Unlike many photographers, I don’t think subjects like the sunset or a rainbow are necessarily cliche’. But they can easily dominate a composition, and it’s that which can get tiresome. The Milky Way has become exactly the same way in recent years. But with that said, I do get tired of shooting toward the setting sun.
On a recent afternoon at the beach, after photographing a sail boat in front of the lowering sun (already posted for Wordless Wednesday), I set up to capture the color, which as usual was concentrated toward the west. But when I put the wide-angle lens on and found some interesting foreground rocks, instead of shooting a standard composition, I started messing around.
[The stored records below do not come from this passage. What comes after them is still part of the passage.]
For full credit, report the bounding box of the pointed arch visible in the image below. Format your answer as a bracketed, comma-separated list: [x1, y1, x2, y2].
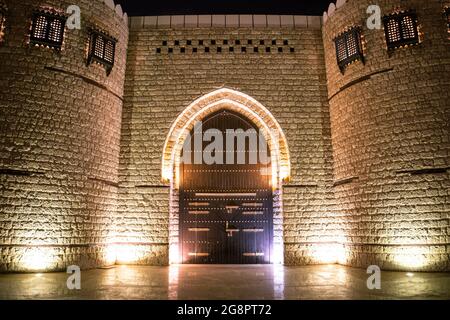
[161, 88, 291, 189]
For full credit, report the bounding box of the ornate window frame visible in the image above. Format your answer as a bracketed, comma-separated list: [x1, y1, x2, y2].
[333, 26, 364, 73]
[383, 10, 419, 51]
[0, 2, 7, 43]
[30, 10, 67, 50]
[87, 28, 117, 75]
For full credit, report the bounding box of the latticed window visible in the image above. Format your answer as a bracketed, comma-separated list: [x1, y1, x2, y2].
[87, 29, 116, 75]
[333, 27, 364, 73]
[0, 3, 6, 43]
[383, 11, 419, 50]
[30, 11, 66, 50]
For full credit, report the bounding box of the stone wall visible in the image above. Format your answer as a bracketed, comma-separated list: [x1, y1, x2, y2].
[323, 0, 450, 271]
[0, 0, 128, 272]
[118, 16, 338, 266]
[1, 0, 448, 273]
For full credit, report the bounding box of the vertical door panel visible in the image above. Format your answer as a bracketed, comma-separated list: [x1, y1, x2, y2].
[180, 110, 273, 264]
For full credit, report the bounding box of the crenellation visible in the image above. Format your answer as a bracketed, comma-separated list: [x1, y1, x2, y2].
[129, 14, 323, 30]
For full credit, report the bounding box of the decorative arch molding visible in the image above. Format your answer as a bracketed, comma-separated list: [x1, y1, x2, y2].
[161, 88, 291, 189]
[162, 88, 290, 265]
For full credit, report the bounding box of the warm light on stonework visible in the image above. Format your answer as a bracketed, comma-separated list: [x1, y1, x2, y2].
[20, 247, 57, 272]
[107, 243, 147, 265]
[105, 245, 117, 265]
[115, 244, 143, 264]
[392, 246, 429, 269]
[106, 234, 149, 265]
[169, 243, 182, 264]
[272, 242, 284, 265]
[311, 243, 347, 264]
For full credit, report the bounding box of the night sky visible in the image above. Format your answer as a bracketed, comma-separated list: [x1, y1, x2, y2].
[115, 0, 331, 16]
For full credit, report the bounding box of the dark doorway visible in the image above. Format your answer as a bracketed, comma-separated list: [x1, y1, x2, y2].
[179, 110, 273, 264]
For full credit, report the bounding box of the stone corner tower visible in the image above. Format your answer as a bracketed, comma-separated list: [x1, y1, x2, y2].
[0, 0, 129, 272]
[322, 0, 450, 271]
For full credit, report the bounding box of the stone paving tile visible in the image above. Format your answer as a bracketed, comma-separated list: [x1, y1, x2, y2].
[0, 264, 449, 300]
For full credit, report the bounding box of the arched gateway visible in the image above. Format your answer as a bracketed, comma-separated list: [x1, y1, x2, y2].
[162, 88, 290, 264]
[180, 110, 273, 263]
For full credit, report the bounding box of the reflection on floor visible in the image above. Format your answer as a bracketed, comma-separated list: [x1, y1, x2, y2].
[0, 264, 449, 300]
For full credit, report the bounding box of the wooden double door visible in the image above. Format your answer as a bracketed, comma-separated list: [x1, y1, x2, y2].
[179, 110, 273, 264]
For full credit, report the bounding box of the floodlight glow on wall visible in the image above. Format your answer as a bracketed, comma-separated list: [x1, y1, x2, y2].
[19, 247, 57, 272]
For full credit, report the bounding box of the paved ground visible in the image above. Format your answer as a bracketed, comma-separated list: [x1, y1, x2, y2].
[0, 264, 449, 300]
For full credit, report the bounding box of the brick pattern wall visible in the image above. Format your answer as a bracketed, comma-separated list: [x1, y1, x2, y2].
[2, 0, 447, 273]
[118, 22, 336, 266]
[323, 0, 450, 271]
[0, 0, 128, 271]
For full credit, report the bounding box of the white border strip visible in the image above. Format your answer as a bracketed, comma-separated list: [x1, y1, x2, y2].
[129, 15, 322, 30]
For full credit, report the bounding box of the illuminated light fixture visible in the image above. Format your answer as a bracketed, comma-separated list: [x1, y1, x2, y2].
[87, 28, 117, 75]
[114, 244, 141, 264]
[333, 26, 364, 73]
[105, 234, 151, 265]
[383, 10, 419, 51]
[311, 243, 347, 264]
[169, 243, 182, 264]
[109, 243, 149, 265]
[392, 246, 429, 270]
[20, 247, 57, 272]
[272, 242, 284, 265]
[30, 9, 66, 50]
[105, 244, 117, 265]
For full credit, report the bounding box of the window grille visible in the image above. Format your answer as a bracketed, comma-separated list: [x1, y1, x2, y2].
[30, 11, 66, 49]
[383, 11, 419, 50]
[0, 3, 6, 43]
[333, 27, 364, 73]
[87, 29, 117, 75]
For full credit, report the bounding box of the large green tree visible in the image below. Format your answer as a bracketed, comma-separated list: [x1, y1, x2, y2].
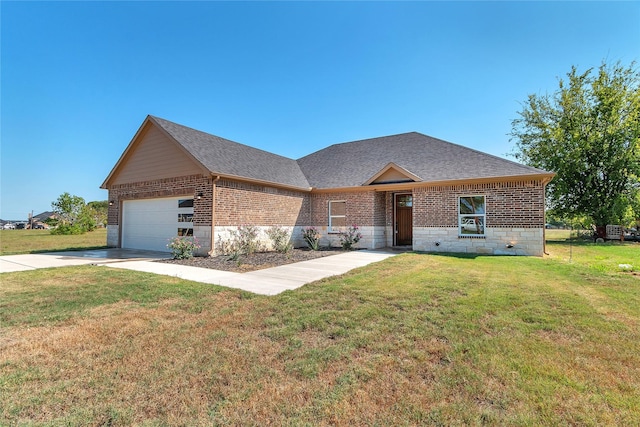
[510, 61, 640, 228]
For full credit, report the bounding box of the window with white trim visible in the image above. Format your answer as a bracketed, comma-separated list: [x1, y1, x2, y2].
[329, 200, 346, 232]
[459, 195, 485, 236]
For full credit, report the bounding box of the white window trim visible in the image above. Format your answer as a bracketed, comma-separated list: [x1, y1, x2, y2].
[328, 200, 346, 233]
[458, 195, 486, 237]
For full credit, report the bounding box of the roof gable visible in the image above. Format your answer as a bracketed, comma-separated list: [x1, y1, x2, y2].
[364, 162, 422, 185]
[104, 120, 206, 187]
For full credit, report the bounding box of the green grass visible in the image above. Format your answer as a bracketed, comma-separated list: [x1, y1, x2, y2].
[1, 241, 638, 425]
[0, 228, 108, 255]
[546, 228, 639, 273]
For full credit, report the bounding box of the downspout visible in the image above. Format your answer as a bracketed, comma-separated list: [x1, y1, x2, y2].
[209, 175, 220, 256]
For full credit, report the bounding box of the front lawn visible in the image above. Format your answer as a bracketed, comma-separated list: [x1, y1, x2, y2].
[0, 228, 107, 255]
[1, 241, 638, 425]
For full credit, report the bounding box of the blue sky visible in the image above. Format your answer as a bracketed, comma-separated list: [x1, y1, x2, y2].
[1, 1, 638, 220]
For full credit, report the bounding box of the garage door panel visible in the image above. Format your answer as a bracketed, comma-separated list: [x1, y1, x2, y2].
[122, 197, 192, 252]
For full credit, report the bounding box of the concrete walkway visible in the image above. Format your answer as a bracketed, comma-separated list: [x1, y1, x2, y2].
[1, 248, 397, 296]
[107, 250, 396, 295]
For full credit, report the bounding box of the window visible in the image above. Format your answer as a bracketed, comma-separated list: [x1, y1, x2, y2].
[178, 213, 194, 222]
[177, 198, 194, 237]
[329, 200, 346, 232]
[178, 228, 194, 237]
[396, 194, 412, 207]
[459, 195, 485, 236]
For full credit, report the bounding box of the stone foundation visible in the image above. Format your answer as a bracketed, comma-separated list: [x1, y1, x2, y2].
[413, 227, 544, 256]
[107, 225, 119, 248]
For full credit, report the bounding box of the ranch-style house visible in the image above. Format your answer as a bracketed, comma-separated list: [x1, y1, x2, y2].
[101, 115, 554, 256]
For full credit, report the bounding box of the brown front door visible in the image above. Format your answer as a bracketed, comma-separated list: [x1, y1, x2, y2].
[395, 194, 412, 246]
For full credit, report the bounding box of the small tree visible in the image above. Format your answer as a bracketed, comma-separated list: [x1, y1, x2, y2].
[50, 192, 95, 235]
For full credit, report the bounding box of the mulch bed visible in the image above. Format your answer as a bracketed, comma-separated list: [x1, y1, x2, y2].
[158, 247, 345, 273]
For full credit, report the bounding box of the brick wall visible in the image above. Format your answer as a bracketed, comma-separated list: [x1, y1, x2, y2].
[310, 191, 386, 227]
[107, 174, 212, 226]
[413, 180, 545, 228]
[214, 180, 309, 226]
[107, 175, 546, 255]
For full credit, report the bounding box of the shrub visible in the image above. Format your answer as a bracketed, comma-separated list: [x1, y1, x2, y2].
[219, 225, 261, 260]
[235, 225, 261, 255]
[302, 227, 321, 250]
[167, 236, 201, 259]
[50, 224, 85, 235]
[339, 225, 362, 250]
[266, 226, 293, 254]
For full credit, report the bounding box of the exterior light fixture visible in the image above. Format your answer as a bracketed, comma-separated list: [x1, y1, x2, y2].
[196, 192, 203, 200]
[109, 200, 114, 206]
[506, 243, 514, 248]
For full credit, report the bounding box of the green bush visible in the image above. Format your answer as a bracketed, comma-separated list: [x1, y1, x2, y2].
[301, 227, 321, 250]
[219, 225, 262, 260]
[167, 236, 201, 259]
[339, 225, 362, 250]
[50, 224, 86, 235]
[266, 226, 293, 254]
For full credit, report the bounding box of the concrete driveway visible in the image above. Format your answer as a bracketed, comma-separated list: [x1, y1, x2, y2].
[0, 248, 171, 273]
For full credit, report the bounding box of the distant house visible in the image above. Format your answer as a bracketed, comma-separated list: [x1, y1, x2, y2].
[101, 116, 554, 256]
[33, 211, 56, 223]
[30, 211, 56, 229]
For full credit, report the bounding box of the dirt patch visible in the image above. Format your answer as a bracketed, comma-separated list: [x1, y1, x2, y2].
[158, 248, 345, 272]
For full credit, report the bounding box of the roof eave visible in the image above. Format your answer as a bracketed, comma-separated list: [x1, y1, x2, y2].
[310, 172, 556, 193]
[211, 172, 312, 192]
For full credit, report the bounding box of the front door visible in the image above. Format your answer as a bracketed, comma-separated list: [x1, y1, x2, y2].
[395, 193, 413, 246]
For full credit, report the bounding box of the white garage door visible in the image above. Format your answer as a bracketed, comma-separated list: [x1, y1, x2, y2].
[122, 197, 194, 252]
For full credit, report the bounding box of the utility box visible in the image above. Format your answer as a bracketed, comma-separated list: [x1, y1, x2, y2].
[606, 225, 623, 241]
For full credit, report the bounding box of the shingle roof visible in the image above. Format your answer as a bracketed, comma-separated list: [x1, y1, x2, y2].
[33, 211, 56, 220]
[150, 116, 311, 189]
[134, 117, 550, 191]
[297, 132, 550, 189]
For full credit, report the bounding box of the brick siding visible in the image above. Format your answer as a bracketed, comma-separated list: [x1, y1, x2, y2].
[413, 180, 545, 228]
[107, 174, 546, 255]
[310, 191, 386, 228]
[215, 180, 309, 226]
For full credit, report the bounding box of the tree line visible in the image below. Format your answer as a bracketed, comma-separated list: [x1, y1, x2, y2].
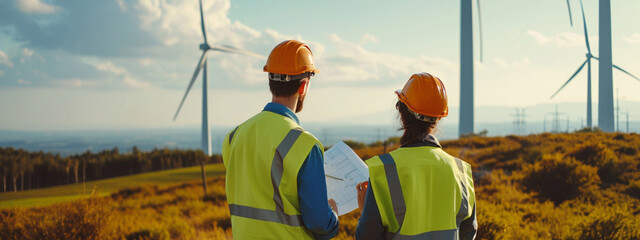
[0, 146, 222, 193]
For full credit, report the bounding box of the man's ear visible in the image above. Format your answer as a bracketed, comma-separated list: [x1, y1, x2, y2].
[298, 79, 309, 95]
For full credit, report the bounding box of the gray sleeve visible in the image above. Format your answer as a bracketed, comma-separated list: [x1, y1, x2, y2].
[459, 203, 477, 240]
[355, 180, 387, 240]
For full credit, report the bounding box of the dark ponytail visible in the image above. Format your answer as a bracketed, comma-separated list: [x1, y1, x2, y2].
[397, 101, 438, 146]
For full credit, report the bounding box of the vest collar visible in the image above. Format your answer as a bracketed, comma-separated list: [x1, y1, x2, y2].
[400, 134, 442, 148]
[263, 102, 300, 125]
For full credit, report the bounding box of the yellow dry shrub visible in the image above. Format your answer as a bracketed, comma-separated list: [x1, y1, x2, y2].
[2, 132, 640, 239]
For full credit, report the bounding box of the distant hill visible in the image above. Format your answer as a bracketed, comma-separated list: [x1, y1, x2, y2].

The first shot is actually an accident. I was experimenting with camera movement but ended up not liking any of the results. Then a big wave came in and I had to quickly grab the tripod and raise it above my head to save my camera from a dousing. I left the rocks then, not wanting to push my luck (plus I was soaked). Later when checking out the images I liked this last one the best.
The second picture was well after sunset, when palm trees framed the crescent moon. The sun was long gone but was still coloring the horizon and high clouds. It’s a twilight image, but not too long of an exposure, because of the need to keep the moon sharp.
The first image is the kind of thing that happens accidentally but only to those who are giving luck and chance an opportunity. The second picture is the kind I really like, not only because it happens after other photographers have gone, but because it’s only possible with patience and faith that the show isn’t really over.